The number of contacts, location of fascicle targets within the PN trunk, and cuff shape also affected selectivity. Increasing the number of contacts typically improved selectivity by reducing the distance between a target and the closest contact (figures 6(b),(c)). Targets located near the nerve boundary, such as PerN3 in nerve 7,L, could generally be stimulated with greater selectivity than targets located near the center of the nerve, such as PerN2 (figures 6(c),(d)). The nerve cuff shape had a variable effect on selectivity. For example, the FINE cuff moved PerN3 fascicles in nerve 7,L into a planar alignment, which increased selectivity over the round cuff (figures 6(c),(e)). Conversely, the round cuff better localized PerN2 fascicles and thereby lead to a greater FASR value than the FINE cuff, which dispersed the targeted fascicles throughout the nerve (figures 6(d),(f)). Characteristic FASRs are provided for PerN3 and PerN2 targets in nerve 7,L across all tested contact numbers, cuff shapes, and cuff sizes (figure 6(g)).

Characteristic FASRs were averaged across the five PN trunks (figure 7). For each PN target, characteristic FASR values increased with the number of contacts and plateaued. Increasing the number of contacts beyond 6 did not result in significant increases in selectivity for targeting DGN and PerN3, or beyond 10 contacts for IRN and PerN2. Increasing the number of contacts to 14, which was the maximum tested, resulted in significant improvements in selectivity only when targeting PerN1. The DGN and IRN targets could be stimulated with significantly higher selectivity than PerN2 for a nerve cuff with 6 or 8 contacts. No significant differences in FASRs were found between nerve cuff shapes, including round cuffs and FINE cuffs of different cuff heights.

Figure 7.

Figure 7

Effect of cuff design parameters on selectivity across the nerve population.

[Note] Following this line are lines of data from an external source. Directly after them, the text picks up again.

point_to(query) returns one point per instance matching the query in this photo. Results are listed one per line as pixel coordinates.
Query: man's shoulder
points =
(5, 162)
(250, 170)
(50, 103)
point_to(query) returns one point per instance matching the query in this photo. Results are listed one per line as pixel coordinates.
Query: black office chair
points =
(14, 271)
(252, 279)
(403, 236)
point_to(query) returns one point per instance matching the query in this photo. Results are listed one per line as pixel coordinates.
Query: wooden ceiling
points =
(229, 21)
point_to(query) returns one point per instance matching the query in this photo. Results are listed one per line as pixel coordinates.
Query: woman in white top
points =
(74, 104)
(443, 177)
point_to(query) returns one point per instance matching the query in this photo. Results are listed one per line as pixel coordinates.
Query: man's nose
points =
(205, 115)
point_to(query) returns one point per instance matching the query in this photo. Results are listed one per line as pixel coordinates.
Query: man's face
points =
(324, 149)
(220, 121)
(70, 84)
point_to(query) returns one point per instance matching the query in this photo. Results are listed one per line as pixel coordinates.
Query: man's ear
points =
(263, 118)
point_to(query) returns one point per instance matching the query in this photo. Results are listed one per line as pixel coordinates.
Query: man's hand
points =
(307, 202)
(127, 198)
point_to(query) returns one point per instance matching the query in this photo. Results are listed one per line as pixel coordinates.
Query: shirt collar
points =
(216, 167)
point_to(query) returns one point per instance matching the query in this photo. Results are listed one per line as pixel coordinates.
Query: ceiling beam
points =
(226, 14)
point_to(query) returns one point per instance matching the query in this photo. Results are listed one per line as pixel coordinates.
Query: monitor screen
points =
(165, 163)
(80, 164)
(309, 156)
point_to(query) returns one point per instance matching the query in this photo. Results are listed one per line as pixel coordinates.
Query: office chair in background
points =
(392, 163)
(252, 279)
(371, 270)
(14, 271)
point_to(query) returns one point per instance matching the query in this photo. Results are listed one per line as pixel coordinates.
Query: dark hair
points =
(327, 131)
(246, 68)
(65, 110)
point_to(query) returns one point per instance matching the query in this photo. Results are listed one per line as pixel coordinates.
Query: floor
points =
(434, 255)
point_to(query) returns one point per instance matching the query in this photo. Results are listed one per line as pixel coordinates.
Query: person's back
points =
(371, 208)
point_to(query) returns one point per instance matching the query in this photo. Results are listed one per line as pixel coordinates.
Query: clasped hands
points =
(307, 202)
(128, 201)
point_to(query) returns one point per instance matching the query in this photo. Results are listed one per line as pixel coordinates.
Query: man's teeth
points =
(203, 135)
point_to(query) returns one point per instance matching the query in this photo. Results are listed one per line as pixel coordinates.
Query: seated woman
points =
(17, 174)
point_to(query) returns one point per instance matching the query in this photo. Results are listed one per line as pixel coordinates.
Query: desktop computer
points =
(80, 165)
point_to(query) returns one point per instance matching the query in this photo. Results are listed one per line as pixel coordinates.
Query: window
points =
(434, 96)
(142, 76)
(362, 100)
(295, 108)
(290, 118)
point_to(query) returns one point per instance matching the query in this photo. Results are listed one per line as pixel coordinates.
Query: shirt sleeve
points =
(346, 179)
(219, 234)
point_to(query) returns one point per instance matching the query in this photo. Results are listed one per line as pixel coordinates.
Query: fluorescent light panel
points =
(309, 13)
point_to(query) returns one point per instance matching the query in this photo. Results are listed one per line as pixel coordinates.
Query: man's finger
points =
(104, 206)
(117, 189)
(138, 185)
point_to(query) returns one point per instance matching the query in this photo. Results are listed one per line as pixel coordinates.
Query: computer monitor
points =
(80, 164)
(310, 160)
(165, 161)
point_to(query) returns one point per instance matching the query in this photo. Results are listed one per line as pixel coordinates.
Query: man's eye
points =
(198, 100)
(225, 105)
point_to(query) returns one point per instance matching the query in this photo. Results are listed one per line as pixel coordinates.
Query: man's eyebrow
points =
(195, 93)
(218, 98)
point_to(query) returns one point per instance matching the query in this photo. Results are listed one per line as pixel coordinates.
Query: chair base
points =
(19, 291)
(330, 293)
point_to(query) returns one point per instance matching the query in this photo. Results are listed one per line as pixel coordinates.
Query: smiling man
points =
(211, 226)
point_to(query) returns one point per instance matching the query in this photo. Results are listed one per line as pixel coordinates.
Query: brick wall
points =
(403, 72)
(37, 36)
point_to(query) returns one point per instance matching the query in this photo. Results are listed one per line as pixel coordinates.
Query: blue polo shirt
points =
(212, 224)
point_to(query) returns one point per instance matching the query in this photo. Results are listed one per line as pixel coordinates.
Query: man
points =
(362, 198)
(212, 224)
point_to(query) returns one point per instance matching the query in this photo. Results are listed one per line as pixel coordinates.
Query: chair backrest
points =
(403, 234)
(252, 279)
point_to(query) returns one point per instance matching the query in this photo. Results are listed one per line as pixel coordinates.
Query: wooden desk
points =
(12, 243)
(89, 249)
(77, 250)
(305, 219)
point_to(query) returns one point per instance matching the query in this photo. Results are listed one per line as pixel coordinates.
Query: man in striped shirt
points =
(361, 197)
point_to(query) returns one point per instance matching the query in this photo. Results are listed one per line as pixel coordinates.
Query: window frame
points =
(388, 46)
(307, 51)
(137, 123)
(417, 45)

The characteristic FASR values (mean ± SE) across the five PNs for each nerve cuff design and PN target are plotted. rmANOVA revealed the following significant factors: number of contacts (p<0.0001), contacts×cuff shape (p<0.009), contacts×target (p<0.0001). Within each PN target, number of contacts was a significant factor (p<0.002). Fisher's PLSD post-hoc tests were used to identify significant differences in characteristic FASRs between different numbers of contacts for each target: ◆, significantly different from 2 contacts; #, significantly different from 3 contacts; ✞, significantly different from 4 contacts (p<0.05).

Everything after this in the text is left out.